Mit der Kurzdokumentation über ein stillgelegtes Atomkraftwerk bei Wien und die Verfilmung einer Stephen King-Kurzgeschichte begann Hufnagels Weg in den Kreis der Filmemacher. „King verkaufte die Rechte an den Kurzgeschichten an Filmhochschüler für einen Dollar.“ Mit ihrem ersten Spielfilm zeigt sie nun ein Gefühlsporträt, in dem sich alles um die Frage dreht, wie lange man große Träume haben darf.

Selbstfindungsprozess und Selbstzweifel

„Einmal bitte alles“ – das denkt sich die Protagonistin Isi (Luise Heyer) in letzter Zeit immer öfter. Sie hat das Grafikstudium in der Tasche und möchte Illustratorin werden. Damit hofft sie den Traum einer erfolgreichen Karriere verwirklichen zu können. Ohne ihre Freundin Lotte (Jytte-Merle Böhrnsen), mit der sie sich eine Wohnung teilt, wäre das Leben „Dazwischen“, das heißt nach der Uni, ziemlich trostlos. Mit Lotte hängt sie gemeinsam ab und stalkt Loser-Leute auf Facebook, bis die Freundin einen Freund (Stefano Bernardin) hat und Isi wegen des Freundes aus der bisherigen WG auszieht. Sie ist wütend auf Lotte, zumal diese auch noch schwanger wird und sich damit nicht an die gemeinsamen Pläne der Freundinnen hält. Während des Films setzt sich Isi mit ihren eigenen Ängsten auseinander, denn alles in ihrem Leben scheint ein Ablaufdatum zum haben: Lotte, der Job und ihre Träume.

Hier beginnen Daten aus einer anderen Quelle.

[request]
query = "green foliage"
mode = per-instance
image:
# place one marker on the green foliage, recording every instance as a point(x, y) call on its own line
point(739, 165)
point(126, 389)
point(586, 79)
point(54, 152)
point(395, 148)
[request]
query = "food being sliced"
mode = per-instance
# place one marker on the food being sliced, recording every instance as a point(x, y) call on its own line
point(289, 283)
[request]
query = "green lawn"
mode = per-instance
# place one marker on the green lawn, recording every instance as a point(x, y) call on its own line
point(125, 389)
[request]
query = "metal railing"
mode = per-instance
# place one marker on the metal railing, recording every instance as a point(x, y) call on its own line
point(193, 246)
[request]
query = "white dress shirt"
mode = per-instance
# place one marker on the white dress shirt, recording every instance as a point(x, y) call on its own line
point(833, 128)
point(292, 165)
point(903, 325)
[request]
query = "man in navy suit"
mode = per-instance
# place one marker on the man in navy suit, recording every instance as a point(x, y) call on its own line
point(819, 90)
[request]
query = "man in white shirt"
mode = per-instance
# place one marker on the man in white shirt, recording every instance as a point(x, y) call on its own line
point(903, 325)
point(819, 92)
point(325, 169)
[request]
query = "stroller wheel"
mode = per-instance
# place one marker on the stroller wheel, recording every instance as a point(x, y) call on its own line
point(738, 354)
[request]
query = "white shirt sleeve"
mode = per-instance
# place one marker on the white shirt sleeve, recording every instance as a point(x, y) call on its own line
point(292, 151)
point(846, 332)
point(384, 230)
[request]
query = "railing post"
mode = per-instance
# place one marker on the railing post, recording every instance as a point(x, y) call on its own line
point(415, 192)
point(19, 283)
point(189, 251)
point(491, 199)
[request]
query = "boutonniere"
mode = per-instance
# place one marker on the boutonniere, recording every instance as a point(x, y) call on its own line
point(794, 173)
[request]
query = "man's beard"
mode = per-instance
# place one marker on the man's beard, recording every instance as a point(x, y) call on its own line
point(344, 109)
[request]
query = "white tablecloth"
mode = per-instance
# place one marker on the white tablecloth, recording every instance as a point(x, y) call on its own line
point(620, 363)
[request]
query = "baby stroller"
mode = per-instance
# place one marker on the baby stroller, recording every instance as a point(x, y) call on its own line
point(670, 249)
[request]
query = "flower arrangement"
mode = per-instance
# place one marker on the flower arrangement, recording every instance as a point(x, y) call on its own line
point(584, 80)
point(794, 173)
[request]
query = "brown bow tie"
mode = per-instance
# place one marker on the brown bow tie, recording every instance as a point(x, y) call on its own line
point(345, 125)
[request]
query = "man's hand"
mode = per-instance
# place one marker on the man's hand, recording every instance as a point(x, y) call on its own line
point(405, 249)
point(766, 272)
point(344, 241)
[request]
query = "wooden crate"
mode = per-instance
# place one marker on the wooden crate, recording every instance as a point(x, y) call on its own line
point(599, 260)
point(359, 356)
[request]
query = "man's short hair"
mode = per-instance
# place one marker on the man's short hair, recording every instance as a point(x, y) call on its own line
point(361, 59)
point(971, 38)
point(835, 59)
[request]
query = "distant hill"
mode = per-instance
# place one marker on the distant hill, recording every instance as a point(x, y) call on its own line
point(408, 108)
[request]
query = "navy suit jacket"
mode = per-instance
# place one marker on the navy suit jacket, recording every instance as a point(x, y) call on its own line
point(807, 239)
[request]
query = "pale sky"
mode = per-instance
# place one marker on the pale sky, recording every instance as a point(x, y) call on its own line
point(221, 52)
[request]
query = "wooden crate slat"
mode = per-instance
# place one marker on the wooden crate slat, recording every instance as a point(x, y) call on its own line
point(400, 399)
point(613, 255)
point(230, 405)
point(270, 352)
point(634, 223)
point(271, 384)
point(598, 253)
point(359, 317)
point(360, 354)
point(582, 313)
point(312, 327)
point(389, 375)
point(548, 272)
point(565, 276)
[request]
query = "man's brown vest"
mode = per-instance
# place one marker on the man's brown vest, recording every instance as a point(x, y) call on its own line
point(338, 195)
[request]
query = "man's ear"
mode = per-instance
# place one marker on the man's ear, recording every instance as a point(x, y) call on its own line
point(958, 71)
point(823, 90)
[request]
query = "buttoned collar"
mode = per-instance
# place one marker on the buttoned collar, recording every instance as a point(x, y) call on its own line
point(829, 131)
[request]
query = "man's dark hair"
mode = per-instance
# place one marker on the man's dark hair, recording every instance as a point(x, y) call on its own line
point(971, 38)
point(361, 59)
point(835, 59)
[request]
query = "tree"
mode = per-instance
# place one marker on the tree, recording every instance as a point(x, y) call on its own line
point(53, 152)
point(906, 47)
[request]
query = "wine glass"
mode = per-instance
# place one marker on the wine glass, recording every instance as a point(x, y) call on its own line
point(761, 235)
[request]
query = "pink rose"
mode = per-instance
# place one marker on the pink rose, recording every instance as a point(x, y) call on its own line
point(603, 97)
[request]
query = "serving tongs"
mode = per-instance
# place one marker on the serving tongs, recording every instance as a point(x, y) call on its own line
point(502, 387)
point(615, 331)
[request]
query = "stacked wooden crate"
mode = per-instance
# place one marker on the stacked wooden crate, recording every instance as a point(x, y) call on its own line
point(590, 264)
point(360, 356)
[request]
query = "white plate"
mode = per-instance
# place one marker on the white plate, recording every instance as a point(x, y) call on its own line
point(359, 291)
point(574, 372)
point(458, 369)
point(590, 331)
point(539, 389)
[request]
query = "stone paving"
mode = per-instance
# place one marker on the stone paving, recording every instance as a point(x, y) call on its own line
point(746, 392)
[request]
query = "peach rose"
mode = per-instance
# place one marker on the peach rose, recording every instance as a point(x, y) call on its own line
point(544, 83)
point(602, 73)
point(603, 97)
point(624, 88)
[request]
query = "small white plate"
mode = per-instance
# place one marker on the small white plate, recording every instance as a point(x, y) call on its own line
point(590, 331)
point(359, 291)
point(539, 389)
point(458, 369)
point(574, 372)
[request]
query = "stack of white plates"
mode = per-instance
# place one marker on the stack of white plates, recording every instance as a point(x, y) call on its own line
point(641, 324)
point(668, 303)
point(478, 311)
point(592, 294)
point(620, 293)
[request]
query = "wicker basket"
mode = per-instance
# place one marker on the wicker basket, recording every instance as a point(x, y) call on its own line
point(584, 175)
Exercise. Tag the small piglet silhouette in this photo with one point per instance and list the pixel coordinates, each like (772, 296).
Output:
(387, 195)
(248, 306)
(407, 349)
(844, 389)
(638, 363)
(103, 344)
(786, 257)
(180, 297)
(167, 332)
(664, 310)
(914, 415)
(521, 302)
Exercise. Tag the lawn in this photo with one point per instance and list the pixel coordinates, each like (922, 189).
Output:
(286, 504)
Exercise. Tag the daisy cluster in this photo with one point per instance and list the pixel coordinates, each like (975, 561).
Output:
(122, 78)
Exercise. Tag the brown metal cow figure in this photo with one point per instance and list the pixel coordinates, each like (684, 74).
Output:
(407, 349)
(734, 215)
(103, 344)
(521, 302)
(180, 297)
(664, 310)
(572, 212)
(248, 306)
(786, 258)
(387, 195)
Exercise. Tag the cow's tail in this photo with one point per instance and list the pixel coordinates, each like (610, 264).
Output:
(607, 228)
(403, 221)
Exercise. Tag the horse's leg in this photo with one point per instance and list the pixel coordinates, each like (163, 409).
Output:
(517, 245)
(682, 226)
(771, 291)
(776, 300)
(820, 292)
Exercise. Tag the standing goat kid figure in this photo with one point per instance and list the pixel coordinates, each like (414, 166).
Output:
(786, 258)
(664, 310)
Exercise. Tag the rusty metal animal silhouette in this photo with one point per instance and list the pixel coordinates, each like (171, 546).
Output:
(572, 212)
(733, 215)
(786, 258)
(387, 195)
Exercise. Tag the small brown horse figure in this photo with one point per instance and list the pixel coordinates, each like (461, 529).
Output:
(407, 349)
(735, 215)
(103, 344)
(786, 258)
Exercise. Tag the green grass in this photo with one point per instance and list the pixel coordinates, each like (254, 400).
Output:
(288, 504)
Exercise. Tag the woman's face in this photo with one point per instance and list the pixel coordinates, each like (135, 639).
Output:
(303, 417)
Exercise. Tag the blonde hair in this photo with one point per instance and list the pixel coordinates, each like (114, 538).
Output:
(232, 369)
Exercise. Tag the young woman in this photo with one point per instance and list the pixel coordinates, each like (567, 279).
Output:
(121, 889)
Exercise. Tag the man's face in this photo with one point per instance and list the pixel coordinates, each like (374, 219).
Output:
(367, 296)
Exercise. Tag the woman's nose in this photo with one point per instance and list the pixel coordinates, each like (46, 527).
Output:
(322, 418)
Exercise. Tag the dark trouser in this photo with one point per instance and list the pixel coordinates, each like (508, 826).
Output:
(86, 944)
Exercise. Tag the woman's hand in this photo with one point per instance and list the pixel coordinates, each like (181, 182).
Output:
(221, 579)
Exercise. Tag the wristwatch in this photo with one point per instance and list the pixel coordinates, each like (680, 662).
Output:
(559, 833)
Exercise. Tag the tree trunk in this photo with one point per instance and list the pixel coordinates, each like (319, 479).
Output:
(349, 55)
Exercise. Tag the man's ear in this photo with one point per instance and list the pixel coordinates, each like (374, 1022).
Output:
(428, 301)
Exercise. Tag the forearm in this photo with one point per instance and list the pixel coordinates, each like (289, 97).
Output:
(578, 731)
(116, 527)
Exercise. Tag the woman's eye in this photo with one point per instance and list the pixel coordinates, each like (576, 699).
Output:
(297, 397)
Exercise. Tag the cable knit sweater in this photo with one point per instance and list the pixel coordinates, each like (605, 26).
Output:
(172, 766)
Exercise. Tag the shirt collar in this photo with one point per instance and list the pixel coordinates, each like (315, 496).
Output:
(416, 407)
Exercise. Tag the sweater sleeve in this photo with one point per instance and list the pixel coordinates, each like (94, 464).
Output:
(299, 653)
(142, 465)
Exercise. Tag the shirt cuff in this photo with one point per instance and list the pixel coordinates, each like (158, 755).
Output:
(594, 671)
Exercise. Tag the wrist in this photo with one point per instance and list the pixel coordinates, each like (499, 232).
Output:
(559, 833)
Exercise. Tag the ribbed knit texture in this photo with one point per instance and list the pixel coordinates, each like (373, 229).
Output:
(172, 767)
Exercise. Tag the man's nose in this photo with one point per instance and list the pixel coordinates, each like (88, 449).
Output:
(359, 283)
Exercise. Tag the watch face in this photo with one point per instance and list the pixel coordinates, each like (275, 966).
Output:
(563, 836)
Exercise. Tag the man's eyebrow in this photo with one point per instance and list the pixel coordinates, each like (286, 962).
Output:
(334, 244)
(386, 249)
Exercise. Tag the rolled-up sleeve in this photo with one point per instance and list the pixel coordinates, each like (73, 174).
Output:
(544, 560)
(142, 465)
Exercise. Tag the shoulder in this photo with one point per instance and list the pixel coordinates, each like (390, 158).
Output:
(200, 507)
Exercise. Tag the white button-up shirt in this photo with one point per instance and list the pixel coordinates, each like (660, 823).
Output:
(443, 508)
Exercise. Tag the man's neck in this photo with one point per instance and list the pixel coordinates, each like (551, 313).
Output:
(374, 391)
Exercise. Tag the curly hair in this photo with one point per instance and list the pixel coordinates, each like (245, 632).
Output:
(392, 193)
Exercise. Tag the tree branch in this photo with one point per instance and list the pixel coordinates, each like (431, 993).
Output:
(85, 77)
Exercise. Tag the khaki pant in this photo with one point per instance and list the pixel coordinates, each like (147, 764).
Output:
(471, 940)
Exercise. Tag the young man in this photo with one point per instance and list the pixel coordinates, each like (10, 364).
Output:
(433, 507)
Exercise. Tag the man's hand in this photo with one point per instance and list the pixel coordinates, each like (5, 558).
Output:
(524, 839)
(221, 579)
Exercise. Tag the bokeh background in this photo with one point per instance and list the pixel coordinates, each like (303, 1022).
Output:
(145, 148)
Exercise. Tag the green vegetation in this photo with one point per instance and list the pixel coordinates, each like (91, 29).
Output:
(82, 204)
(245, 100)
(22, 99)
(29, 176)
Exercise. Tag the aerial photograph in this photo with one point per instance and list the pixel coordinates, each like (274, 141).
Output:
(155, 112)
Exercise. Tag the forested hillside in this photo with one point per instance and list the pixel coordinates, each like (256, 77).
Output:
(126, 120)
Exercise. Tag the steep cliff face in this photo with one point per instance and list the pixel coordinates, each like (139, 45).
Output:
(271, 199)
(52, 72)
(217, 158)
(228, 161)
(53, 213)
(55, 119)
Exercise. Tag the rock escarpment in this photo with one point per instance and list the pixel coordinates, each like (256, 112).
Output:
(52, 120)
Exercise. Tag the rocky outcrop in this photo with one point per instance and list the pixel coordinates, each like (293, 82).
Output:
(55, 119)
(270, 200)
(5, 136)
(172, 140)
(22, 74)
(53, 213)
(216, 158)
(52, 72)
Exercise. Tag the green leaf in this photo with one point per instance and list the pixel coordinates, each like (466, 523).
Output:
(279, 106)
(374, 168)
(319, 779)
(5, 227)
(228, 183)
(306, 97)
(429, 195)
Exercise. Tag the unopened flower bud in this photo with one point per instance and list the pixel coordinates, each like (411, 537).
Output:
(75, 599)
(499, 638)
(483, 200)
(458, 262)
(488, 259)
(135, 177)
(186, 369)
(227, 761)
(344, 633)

Um Isis Innenleben eine Stimme zu geben, zitiert aus dem Off immer wieder Schauspielerin Jessica Schwarz aus F. Scott Fitzgeralds Roman „Die Schönen und Verdammten“, in dem der Selbstfindungsprozess eines Paares verbunden mit Selbstzweifeln und dessen letztlichem Scheitern geschildert wird.

Teil der ARD-Reihe Debüt 2018

Die meisten Aufgaben vor und hinter der Kamera sind mit Frauen besetzt. „Dennoch ist es kein Frauenfilm, sondern es haben sich nur viele talentierte Frauen zusammengefunden“, so Hufnagel, die für ihren Streifen die Bezeichnung „Coming of Age Later“ – die Verlagerung des Erwachsenwerdens auf Ende 20 („30 ist das neue 20“)– kreiert hat. „Mit Mitte 20 entwickeln sich Freundschaften auseinander. Man versucht zwar, wieder zusammenzukommen, aber das gelingt nicht immer. Man überprüft dann seine Ziele und Träume und deren Machbarkeit“, erklärt die Meckenheimerin. Der Film ist ein extremr Low-Budget-Film. Mit 200.000 Euro hat der Film- und Fernsehfonds Bayern den Dreh finanziell gefördert. Alle Teamkollegen haben nur den Mindestlohn für ihre Mitwirkung erhalten. Der Streifen wird auch in der ARD-Reihe Debüt 2018 zu sehen sein. Zurzeit läuft er bundesweit in rund 40 Kinos.

Der Film „Einmal bitte alles“ ist in der Region seit Donnerstag im Adendorfer Drehwerk sowie in der Beueler Filmbühne, Friedrich-Breuer-Straße 68, zu sehen. Am Freitag, 28. Juli, 21 Uhr, ist die Regisseurin in dem Beueler Kino zu Gast.